In 2004, the group Mercy Me came out with their song, Homesick. By just reading the title of the song, you can surmise that it’s about someone missing home…obviously! But as you listen to the lyrics, you realize that the home that’s being missed is not a home located here on this earth or in this life. It's not even a home where the singer has lived before. Here’s how the chorus reads:
I close my eyes and I see your face. If home’s where my heart is then I’m out of place. Lord won’t you give me strength to make it through somehow. I’ve never been more homesick then now…

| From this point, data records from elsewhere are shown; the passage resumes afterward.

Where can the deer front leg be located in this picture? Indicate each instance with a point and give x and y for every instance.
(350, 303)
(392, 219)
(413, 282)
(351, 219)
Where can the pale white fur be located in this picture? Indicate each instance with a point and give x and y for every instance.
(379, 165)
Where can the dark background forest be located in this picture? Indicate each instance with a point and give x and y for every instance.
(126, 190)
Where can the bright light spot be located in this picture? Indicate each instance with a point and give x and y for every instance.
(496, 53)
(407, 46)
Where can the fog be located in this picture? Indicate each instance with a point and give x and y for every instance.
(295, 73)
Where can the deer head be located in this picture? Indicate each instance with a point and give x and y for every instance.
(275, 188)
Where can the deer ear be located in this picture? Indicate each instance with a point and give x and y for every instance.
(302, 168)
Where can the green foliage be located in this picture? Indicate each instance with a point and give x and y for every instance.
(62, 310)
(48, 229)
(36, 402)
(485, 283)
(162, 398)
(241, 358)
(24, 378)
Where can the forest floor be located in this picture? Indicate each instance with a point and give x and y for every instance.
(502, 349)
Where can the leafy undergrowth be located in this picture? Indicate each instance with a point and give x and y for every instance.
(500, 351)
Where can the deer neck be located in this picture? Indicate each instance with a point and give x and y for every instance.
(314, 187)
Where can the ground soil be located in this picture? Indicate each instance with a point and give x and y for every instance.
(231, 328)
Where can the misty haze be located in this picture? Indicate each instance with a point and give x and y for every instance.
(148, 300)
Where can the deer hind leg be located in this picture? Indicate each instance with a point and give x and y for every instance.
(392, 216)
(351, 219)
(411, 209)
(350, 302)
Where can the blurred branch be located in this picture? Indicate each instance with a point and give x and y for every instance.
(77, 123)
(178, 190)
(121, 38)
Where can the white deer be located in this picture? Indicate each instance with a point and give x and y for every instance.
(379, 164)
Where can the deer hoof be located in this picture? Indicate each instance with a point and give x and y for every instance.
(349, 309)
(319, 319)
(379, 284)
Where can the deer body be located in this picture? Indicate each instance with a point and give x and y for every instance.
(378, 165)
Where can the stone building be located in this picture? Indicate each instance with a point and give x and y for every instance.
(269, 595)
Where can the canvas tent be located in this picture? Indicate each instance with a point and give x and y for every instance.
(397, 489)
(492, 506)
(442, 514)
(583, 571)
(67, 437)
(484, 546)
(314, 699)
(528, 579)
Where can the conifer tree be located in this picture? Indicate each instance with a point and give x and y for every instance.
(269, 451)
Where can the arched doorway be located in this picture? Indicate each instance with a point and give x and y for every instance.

It can be confusing to be homesick over a place that you’ve never been or even seen. Why would anyone consider such a place home in the first place? But when our eyes are opened to a new world devoid of pain, suffering, disease, and death, we begin to understand how corrupt and tarnished this current world we live in is. Thus, our hearts begin to long for something more than this world can offer. I would argue that every person feels a bit out of place in this present world. Solomon wrote that God has placed eternity in the hearts of men. Meaning, we all long for something more than living for a time and then death and then annihilation. And this is no accident. We desire more because God has made more. Jesus promised His disciples that when He left He would go and prepare a ‘place’ for them. The promise He made is also true for us. Those who follow Christ look forward to a ‘new heaven’ and a ‘new earth.’ We can and should look forward to an eternal home.
Speaking to a church in London in November 1933, Dietrich Bonhoeffer said, “No one has yet believed in God and the kingdom of God, no one has yet heard about the realm of the resurrected, and not been homesick from that hour, waiting and looking forward joyfully to being released from bodily existence.” –Stations on the Road to Freedom.
Heaven becomes a reality and our deepest desire at the moment we sincerely believe God’s promises. Death loses its power and intimidation when we come to realize that it’s but the last station in our life on the road home.
Because this world is all we’re familiar with, it becomes tempting to hold on too tightly and forget what we were made for…a better & eternal home. In addition, Jesus said, those who try to keep their lives will lose it, but those who lose their lives for me and the Gospel will save it. We must be willing to give up trying to fulfill our deepest needs in this life. This world was never meant to satisfy us. Its purpose is only to point us to the better one coming.
A week after Easter Sunday 1945, a 39 yr. old imprisoned pastor opened up his Bible in a classroom turned prison and now a makeshift sanctuary for that morning’s service. He began by reading the passage from Isaiah 53:5, “…he was pierced for our transgressions, he was crushed for our iniquities; the punishment that brought us peace was upon him, and by his wounds we are healed.” He read another passage, and then spent the remaining time explaining what the verses meant to the prisoners in attendance. A few brief moments after he closed the service in prayer, two men dressed in plain clothes walked into the room and one of them said, “Prisoner Bonhoeffer, get ready to come with us.” Knowing that his time was up, he remarked to a fellow prisoner and friend, “This is the end…for me the beginning of life.”
In the early hours of that next morning, Dietrich walked up the steps of the gallows at Flossenburg prison; he bowed and prayed one last time; and after a few short moments, he was executed for his public outcry against unfair treatment of the Jews during Nazi control of Germany and for his spying and work to have Hitler assassinated in the now famous ‘Valkyrie’ plot. The camp doctor who witnessed his death would later write about the event, “In almost fifty years that I worked as a doctor, I have hardly ever seen a man die so entirely submissive to the will of God.”
Love casts out fear. The more we love God the less we will fear death and its repercussions. It is but the last doorway home.